GLD - SPDR Gold-We bought more gold on 4/02. We believe gold will re-assert its bullish TREND as the yellow metal continues to be a hedge against future inflation expectations.
DVY - Dow Jones Select Dividend -We like DVY's high dividend yield of 5.85%.
SHY - iShares 1-3 Year Treasury Bonds- If you pull up a three year chart of 2-Year Treasuries you'll see the massive macro Trend of interest rates starting to move in the opposite direction. We call this chart the "Queen Mary" and its new-found positive slope means that America's cost of capital will start to go up, implying that access to capital will tighten. Yield is inversely correlated to bond price, so the rising yield is bearish for Treasuries.
EWU - iShares UK - We shorted the UK yesterday (4/08). We're bearish on the country because of a number of macro factors. From a monetary standpoint we believe the Central Bank has done "too little too late" to manage the interest rate and now it is running out of room to cut. The benchmark currently stands at 0.50% after a 50bps reduction on 3/5. While the Central Bank is printing money and buying government Treasuries to help capitalize its increasingly nationalized banks, the country has a considerable ways to go to attain its 2% inflation target as inflation has slowed considerably. GDP declined 1.5% in Q1, unemployment is on the rise, housing prices continue to fall, and the trade deficit continues to steepen month-over-month.

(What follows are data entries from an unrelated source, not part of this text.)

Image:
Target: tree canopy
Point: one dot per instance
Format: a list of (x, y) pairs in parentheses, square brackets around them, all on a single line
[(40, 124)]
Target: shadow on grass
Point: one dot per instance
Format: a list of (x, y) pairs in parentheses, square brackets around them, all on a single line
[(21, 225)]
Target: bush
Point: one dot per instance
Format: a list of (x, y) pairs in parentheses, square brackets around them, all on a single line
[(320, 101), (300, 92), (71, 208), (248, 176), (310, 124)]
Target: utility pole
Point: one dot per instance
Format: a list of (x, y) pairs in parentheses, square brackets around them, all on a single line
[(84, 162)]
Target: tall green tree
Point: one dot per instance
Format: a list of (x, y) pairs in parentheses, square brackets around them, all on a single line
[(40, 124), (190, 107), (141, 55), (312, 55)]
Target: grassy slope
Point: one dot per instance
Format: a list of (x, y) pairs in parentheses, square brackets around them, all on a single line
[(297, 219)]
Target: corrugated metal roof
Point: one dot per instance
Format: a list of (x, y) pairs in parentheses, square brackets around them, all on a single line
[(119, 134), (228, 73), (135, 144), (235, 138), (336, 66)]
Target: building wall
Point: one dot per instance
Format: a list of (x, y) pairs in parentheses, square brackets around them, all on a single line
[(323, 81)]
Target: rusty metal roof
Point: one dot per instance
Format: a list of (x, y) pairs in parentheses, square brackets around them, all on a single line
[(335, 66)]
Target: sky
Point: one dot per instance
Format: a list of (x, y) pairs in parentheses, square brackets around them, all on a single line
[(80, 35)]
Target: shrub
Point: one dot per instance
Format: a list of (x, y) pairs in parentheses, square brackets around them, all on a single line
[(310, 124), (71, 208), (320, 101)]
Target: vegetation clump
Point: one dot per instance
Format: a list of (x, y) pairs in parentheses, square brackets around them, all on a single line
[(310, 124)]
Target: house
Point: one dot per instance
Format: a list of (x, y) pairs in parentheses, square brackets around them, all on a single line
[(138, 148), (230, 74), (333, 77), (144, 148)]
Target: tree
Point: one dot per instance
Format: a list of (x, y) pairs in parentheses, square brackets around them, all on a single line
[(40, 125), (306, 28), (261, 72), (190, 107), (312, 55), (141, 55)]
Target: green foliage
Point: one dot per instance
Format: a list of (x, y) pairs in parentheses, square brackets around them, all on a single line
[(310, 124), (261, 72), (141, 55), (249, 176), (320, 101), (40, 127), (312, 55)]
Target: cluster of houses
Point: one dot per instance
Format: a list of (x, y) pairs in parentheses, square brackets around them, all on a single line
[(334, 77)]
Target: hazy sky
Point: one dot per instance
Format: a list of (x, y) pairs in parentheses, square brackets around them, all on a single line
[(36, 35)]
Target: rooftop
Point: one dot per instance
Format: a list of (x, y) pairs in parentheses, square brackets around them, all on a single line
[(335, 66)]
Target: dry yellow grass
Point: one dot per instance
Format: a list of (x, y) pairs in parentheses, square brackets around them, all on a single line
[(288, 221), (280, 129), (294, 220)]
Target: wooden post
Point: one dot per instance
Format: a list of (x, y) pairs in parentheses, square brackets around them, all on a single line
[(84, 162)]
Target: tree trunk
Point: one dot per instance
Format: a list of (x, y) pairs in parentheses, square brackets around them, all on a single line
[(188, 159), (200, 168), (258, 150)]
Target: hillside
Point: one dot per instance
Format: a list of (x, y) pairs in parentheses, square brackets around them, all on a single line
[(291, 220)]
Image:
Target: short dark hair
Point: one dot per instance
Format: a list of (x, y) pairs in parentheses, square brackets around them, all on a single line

EWL - iShares Switzerland - We shorted Switzerland on 4/07 and believe the country offers a good opportunity to get in on the short side of Western Europe, and in particular European financials. Switzerland has nearly run out of room to cut its interest rate and due to the country's reliance on the financial sector is in a favorable trading range. Increasingly Swiss banks are being forced by governments to reveal their customers, thereby reducing the incentive of Switzerland as a tax-free haven.
UUP - U.S. Dollar Index -We believe that the US Dollar is the leading indicator for the US stock market. In the immediate term, what is bad for the US Dollar should be good for the stock market. The Euro is down versus the USD at $1.3183. The USD is up versus the Yen at 100.6280 and down versus the Pound at $1.4705 as of 6am today.
EWJ - iShares Japan -We re-shorted the Japanese equity market rally via EWJ. This is a tactical short; we expect the market there to pull back when reality sinks in over the coming weeks. Japan has experienced major GDP contraction-it dropped 3.2% in Q4 '08 on a quarterly basis, and we see no catalyst for growth to return this year. We believe the BOJ's recent program to provide $10 Billion in loans to repair banks' capital ratios and a plan to combat rising yields by buying treasuries are at best a "band aid".
XLP - SPDR Consumer Staples- Consumer Staples looks negative as a TREND and positive as a TRADE. This group is low beta and won't perform like Tech and Basic Materials do on market up days. There is a lot of currency and demand risk embedded in the P&L's of some of the large consumer staple multi-nationals; particularly in Latin America, Europe, and Japan.